Hi folks,
I was trying to re-run the CMM/DM fine-tuning example by following the instructions from the repo – https://github.com/pytorch/fairseq/blob/master/examples/bart/README.summarization.md#4-fine-tuning-on-cnn-dm-summarization-task
When I run the command, (Point #4 in the link), it starts the training loop, prints the progress bar, but then fails with an OS Error.
epoch 001: 0%| | 0/29399 [00:00<?, ?it/s]2020-08-21 05:36:29 | INFO | fairseq.trainer | begin training epoch 1
Traceback (most recent call last):
File "/projects/anaconda3/envs/py36-fairseq/lib/python3.6/multiprocessing/queues.py", line 234, in _feed
obj = _ForkingPickler.dumps(obj)
File "/projects/anaconda3/envs/py36-fairseq/lib/python3.6/multiprocessing/reduction.py", line 51, in dumps
cls(buf, protocol).dump(obj)
File "/projects/anaconda3/envs/py36-fairseq/lib/python3.6/site-packages/torch/multiprocessing/reductions.py", line 322, in reduce_storage
df = multiprocessing.reduction.DupFd(fd)
File "/projects/anaconda3/envs/py36-fairseq/lib/python3.6/multiprocessing/reduction.py", line 191, in DupFd
return resource_sharer.DupFd(fd)
File "/projects/anaconda3/envs/py36-fairseq/lib/python3.6/multiprocessing/resource_sharer.py", line 53, in __init__
self._id = _resource_sharer.register(send, close)

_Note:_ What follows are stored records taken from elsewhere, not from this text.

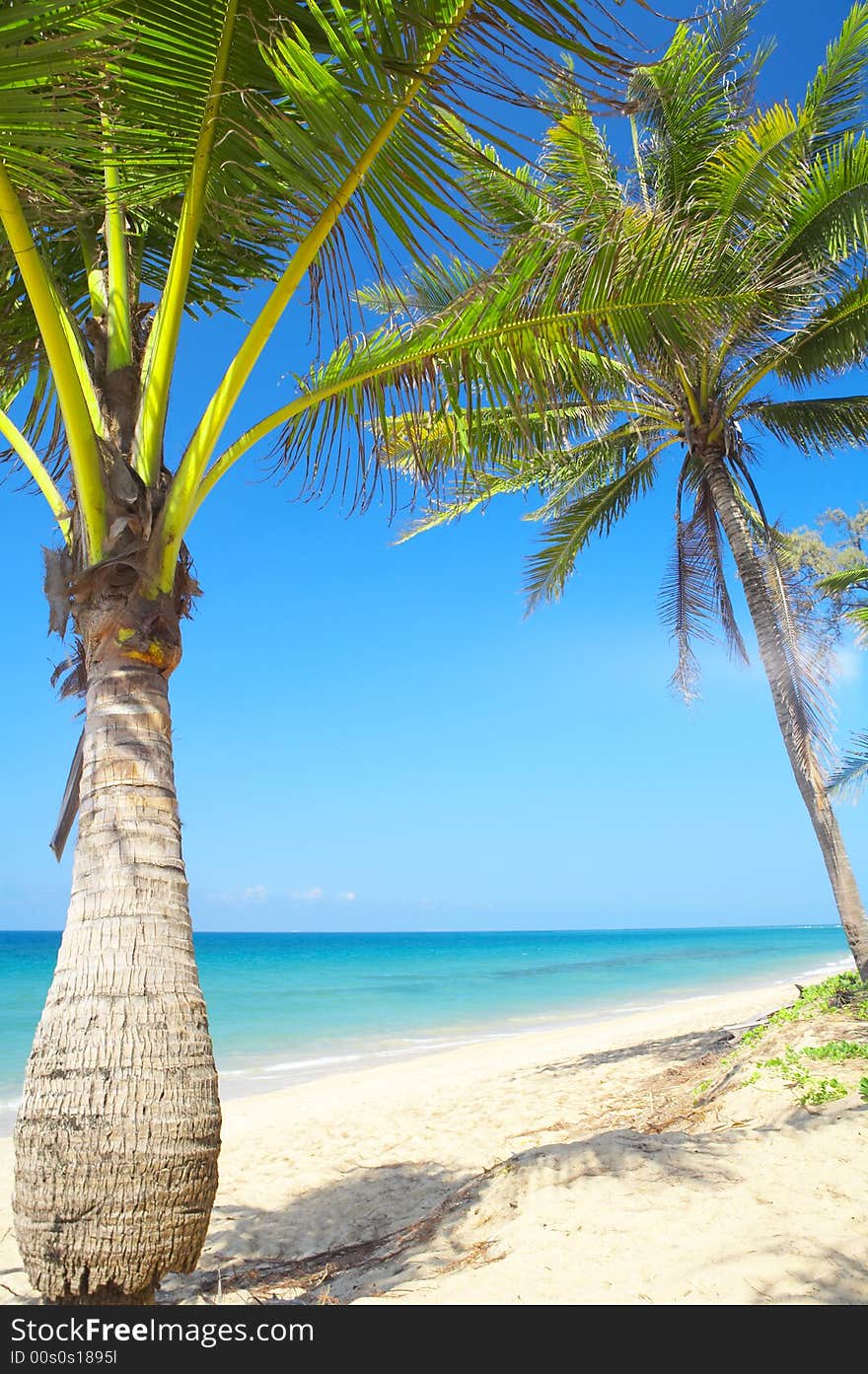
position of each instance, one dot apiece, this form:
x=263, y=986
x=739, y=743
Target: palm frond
x=823, y=425
x=835, y=101
x=567, y=534
x=851, y=773
x=693, y=597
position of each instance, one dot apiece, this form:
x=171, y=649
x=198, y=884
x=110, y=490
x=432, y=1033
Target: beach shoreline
x=345, y=1158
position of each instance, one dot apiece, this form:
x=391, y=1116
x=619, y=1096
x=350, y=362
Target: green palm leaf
x=818, y=426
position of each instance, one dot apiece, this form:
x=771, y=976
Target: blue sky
x=375, y=738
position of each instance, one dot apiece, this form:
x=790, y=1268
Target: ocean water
x=286, y=1007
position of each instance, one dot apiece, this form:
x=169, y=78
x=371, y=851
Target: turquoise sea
x=286, y=1007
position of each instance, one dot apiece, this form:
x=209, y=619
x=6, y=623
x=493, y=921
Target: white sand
x=761, y=1201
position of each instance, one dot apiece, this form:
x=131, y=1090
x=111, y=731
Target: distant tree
x=570, y=370
x=158, y=157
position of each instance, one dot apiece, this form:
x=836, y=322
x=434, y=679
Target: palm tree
x=633, y=315
x=178, y=153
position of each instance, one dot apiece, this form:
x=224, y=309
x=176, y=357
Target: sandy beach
x=585, y=1164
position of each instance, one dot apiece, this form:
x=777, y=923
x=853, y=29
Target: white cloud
x=255, y=895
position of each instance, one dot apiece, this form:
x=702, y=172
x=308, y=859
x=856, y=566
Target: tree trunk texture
x=808, y=772
x=118, y=1131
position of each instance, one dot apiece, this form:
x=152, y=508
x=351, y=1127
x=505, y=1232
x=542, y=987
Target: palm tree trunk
x=118, y=1132
x=805, y=766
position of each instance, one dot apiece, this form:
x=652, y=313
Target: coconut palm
x=156, y=160
x=570, y=369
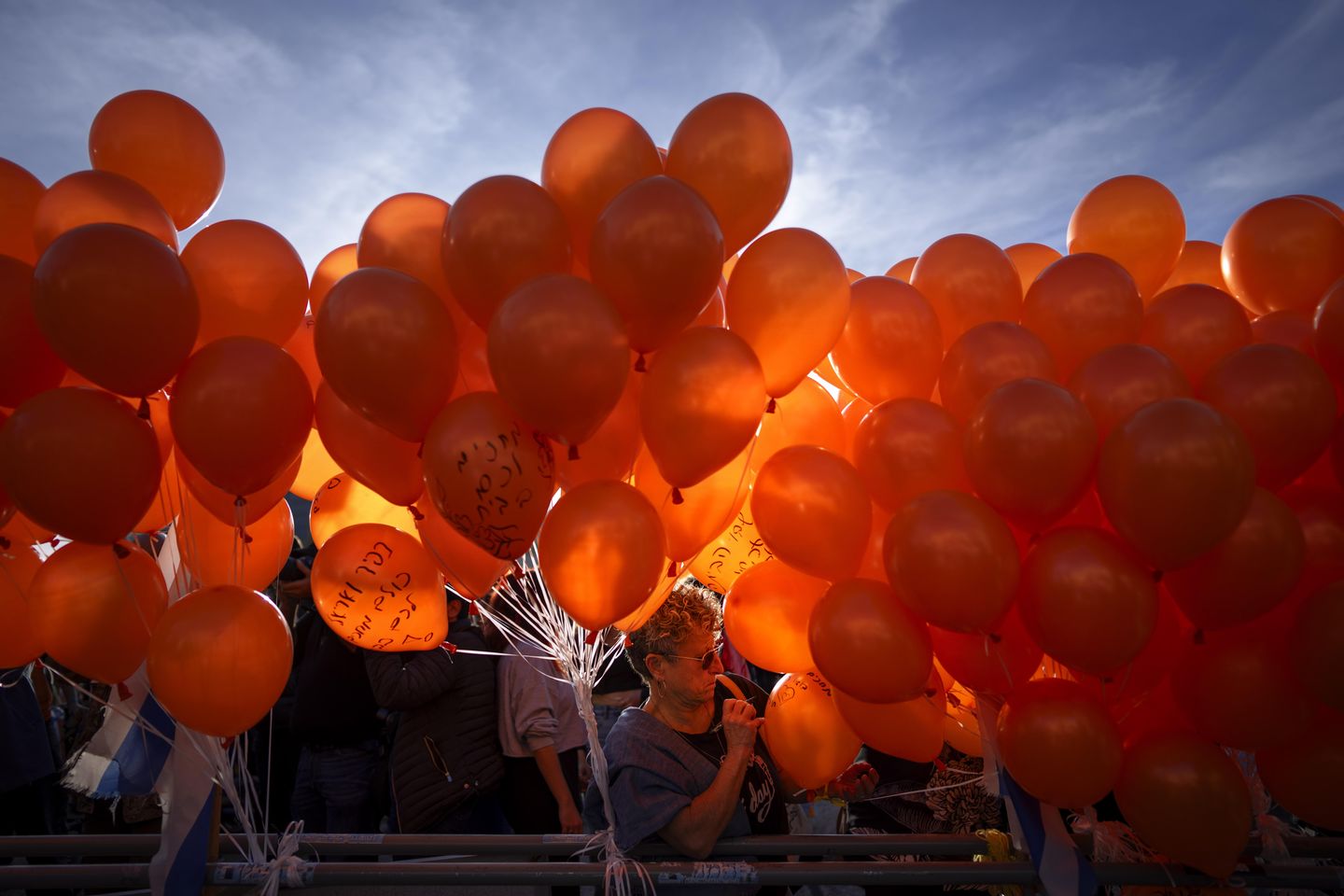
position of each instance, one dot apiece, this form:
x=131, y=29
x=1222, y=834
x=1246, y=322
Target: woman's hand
x=739, y=724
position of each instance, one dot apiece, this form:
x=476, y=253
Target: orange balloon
x=891, y=345
x=1316, y=645
x=582, y=532
x=378, y=589
x=1081, y=305
x=28, y=364
x=1307, y=776
x=165, y=146
x=1283, y=253
x=995, y=663
x=986, y=357
x=501, y=232
x=706, y=510
x=1118, y=381
x=702, y=403
x=766, y=613
x=812, y=510
x=1086, y=601
x=1283, y=403
x=790, y=299
x=219, y=660
x=1029, y=259
x=1135, y=220
x=969, y=281
x=592, y=158
x=93, y=608
x=250, y=281
x=1029, y=450
x=381, y=461
x=805, y=733
x=732, y=553
x=216, y=553
x=388, y=349
x=19, y=642
x=912, y=728
x=657, y=254
x=488, y=474
x=118, y=306
x=467, y=569
x=559, y=357
x=1175, y=479
x=330, y=269
x=79, y=462
x=1058, y=743
x=952, y=560
x=241, y=413
x=1187, y=800
x=19, y=196
x=734, y=150
x=867, y=644
x=98, y=198
x=1249, y=572
x=806, y=415
x=1195, y=326
x=315, y=468
x=343, y=501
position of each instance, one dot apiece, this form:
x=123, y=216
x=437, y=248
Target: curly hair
x=691, y=608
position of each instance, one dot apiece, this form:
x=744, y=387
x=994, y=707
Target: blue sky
x=909, y=119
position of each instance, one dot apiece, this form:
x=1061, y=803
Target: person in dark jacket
x=446, y=761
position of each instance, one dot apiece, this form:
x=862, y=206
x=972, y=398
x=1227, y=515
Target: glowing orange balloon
x=1029, y=450
x=891, y=345
x=378, y=589
x=19, y=195
x=165, y=146
x=986, y=357
x=1029, y=259
x=1135, y=220
x=488, y=474
x=93, y=608
x=969, y=281
x=592, y=158
x=1175, y=479
x=559, y=357
x=388, y=349
x=732, y=553
x=98, y=198
x=79, y=462
x=766, y=615
x=812, y=510
x=336, y=263
x=912, y=728
x=702, y=403
x=1283, y=253
x=219, y=658
x=657, y=254
x=867, y=644
x=952, y=560
x=28, y=364
x=1118, y=381
x=118, y=306
x=734, y=150
x=1187, y=800
x=582, y=532
x=805, y=733
x=1059, y=743
x=501, y=232
x=790, y=299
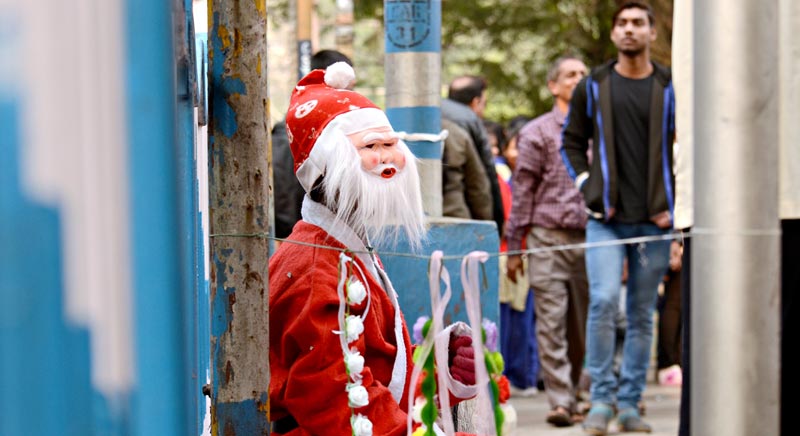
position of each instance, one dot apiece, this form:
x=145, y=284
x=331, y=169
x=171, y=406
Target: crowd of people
x=597, y=168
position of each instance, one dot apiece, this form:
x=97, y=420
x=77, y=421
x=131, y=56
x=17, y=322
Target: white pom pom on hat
x=340, y=75
x=322, y=112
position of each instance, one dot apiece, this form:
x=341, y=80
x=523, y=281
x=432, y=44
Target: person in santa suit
x=340, y=353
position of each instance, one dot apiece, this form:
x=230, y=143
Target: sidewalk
x=661, y=402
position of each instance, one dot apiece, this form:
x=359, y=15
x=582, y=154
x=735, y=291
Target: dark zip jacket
x=590, y=121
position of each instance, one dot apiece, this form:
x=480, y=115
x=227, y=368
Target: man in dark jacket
x=464, y=106
x=625, y=110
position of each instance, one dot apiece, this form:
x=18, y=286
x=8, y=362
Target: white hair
x=375, y=208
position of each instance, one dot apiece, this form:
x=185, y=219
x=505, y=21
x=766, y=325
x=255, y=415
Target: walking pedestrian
x=625, y=111
x=549, y=211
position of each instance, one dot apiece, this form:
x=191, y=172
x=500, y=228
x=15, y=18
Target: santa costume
x=330, y=377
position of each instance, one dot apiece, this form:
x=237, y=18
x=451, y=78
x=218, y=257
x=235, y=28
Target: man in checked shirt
x=548, y=210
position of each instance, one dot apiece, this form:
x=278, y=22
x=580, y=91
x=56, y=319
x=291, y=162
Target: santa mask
x=370, y=177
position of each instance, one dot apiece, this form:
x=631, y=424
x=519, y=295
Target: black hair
x=325, y=58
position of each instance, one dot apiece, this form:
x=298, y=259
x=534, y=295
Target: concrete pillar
x=239, y=217
x=735, y=259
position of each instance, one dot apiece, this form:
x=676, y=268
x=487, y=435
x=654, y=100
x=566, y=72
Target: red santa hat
x=322, y=112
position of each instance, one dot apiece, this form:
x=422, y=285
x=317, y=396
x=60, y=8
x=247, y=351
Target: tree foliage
x=513, y=43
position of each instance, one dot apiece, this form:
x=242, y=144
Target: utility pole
x=304, y=48
x=413, y=83
x=736, y=237
x=239, y=217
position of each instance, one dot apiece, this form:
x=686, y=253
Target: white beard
x=377, y=209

File "/projects/anaconda3/envs/py36-fairseq/lib/python3.6/multiprocessing/resource_sharer.py", line 77, in register
self._start()
File "/projects/anaconda3/envs/py36-fairseq/lib/python3.6/multiprocessing/resource_sharer.py", line 130, in _start
self._listener = Listener(authkey=process.current_process().authkey)
File "/projects/anaconda3/envs/py36-fairseq/lib/python3.6/multiprocessing/connection.py", line 438, in __init__
self._listener = SocketListener(address, family, backlog)
File "/projects/anaconda3/envs/py36-fairseq/lib/python3.6/multiprocessing/connection.py", line 576, in __init__
self._socket.bind(address)
OSError: AF_UNIX path too long
Couldn’t find anything related to this online (except that it’s a Python error raised when the address path exceeds the UNIX limit).
Was wondering if anyone has encountered something similar.
Thanks.